BOISE, Idaho — Boise just experienced nine straight days of temperatures over 100 degrees. While it’s making headlines, the National Weather Service is more interested in gauging this heat wave by looking at the coldest part of the day.

“A lot of time that overnight low will be the more important thing,” NWS Science and Operations Officer Tim Barker said. "It's unrelenting. Multiple days of high heat will eventually bring up the lows."

Boise just ended an 11-day streak of the overnight temperate staying above 70 degrees. The previous record was five days, according to NWS.

“I think that's what sets this past event apart from the earlier ones, was having so much warmer nighttime lows,” Barker said. “It cools off a little, it looks like in the extended, but nothing on the horizon yet that would really be dramatic cooling.”

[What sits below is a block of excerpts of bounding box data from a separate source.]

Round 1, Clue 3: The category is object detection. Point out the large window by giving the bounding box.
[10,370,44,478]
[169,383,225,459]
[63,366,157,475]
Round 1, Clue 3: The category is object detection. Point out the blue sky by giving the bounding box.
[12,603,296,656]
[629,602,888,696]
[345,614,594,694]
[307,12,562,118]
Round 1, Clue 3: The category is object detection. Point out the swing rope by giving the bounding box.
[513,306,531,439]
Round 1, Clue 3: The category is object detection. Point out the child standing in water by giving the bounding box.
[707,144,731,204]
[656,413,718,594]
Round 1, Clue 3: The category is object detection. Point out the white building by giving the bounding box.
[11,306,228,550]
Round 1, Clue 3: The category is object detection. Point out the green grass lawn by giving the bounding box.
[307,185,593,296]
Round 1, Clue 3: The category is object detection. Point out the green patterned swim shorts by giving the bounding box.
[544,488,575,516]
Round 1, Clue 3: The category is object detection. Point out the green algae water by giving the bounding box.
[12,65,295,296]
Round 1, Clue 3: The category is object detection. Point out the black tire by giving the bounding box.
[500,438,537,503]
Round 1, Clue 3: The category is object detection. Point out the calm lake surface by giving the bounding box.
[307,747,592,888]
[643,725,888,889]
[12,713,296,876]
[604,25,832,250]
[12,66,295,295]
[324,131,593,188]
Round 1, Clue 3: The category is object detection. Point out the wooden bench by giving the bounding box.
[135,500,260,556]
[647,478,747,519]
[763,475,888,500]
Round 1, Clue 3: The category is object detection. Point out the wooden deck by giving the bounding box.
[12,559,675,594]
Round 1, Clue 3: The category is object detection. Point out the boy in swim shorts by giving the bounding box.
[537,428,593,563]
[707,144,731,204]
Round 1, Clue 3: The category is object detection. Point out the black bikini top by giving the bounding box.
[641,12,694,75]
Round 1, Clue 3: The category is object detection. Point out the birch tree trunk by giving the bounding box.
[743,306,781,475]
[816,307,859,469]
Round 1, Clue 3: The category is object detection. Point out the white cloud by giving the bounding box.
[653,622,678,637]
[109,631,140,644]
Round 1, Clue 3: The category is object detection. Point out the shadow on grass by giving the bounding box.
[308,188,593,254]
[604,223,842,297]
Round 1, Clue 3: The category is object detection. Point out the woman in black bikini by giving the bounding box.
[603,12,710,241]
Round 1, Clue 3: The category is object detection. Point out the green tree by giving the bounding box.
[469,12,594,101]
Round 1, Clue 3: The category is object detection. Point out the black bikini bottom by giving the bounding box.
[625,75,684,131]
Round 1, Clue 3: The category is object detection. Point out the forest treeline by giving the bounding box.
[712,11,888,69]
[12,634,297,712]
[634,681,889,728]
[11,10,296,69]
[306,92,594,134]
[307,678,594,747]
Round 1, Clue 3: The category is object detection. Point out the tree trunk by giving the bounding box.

With one heat-related death reported in Canyon County this week, Cole LeFavour, a Boise resident, has a serious concern for the people of the Treasure Valley.

“I just really worry for all the folks that really don't have cooling. I see people out here sleeping on the street because they can't afford rent,” LaFavour said. “Something I did, cause I lived lots of years without air conditioning, is taking a wet cloth – even a towel because it will stay wet for a long time – and laying it on your chest or back when you sleep really helps.”

Ada County Paramedics recommend drinking water throughout the day, staying indoors, using air condition when available, and keeping to the shade. If someone is experiencing symptoms such as speech problems, fainting, or unconsciousness that’s when people should call 911, according to Ada County Paramedics.